The proliferation of computer-controlled systems and connectivity features in modern cars means they are almost like rolling smartphones. And like smartphones, that means they may be vulnerable to hacking. Demonstrations by security researchers, including highly publicized hack of a Jeep Cherokee last year, have made “car hacking” a major concern.

The issue is now on the government’s radar. The FBI and Department of Transportation (DOT) recently published a list of car hacking safety tips, with basic information about how to prevent hacks, and what do if you suspect your vehicle may be vulnerable.

Cars have become increasingly susceptible to hacking as automakers add connectivity features that make wireless access to a vehicle’s systems easier, and blur the line between controls for secondary functions like climate control or navigation, and mechanical components like the brakes and throttle. Manufacturers try to limit these interactions, but increasingly-complex systems give hackers more opportunities to breach security features.

It all comes down to software, so protecting your vehicle can be a lot like protecting your phone or computer. The FBI and DOT advise owners to ensure their vehicle software is up to date and any security updates have been downloaded. But be wary of fake emails containing “security updates” that may actually give hackers access to a vehicle, the agencies say. Always verify recall notices, never download software from a third-party website and, when in doubt, get the dealer to perform updates.

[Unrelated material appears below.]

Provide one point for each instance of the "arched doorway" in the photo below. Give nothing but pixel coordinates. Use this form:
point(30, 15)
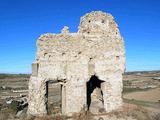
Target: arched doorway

Related: Automakers form an alliance against cybersecurity threats

Vehicle owners should also be wary of any third-party software, the agencies say. Aftermarket software is often used to increase the performance of engines and for other tuning tricks, and there are now a host of devices designed to plug into a car’s diagnostic port (called an OBD II port) to monitor performance or send data to insurance companies. Every time third-party software interfaces with a vehicle, it presents an opportunity for a systems breach, the FBI and DOT note.

And just as you wouldn’t leave your computer or phone unlocked around strangers, it’s not a good idea to give them access to your car. Physical access makes it much easier for hackers to tamper with a car’s systems, and it’s not like making it easy for people you don’t trust to have access to your car was ever a good idea in the first place.

The prescription for dealing with a potentially hacked vehicle actually isn’t too different from mechanical defects or malfunctions. The government recommends first checking if there are any outstanding recalls or software updates, and then contacting the manufacturer or a dealer to diagnose any unresolved problems.

Owners can also file a complaint with the National Highway Traffic Safety Administration, which is in charge of recalls, or the FBI, or contact an FBI field office directly.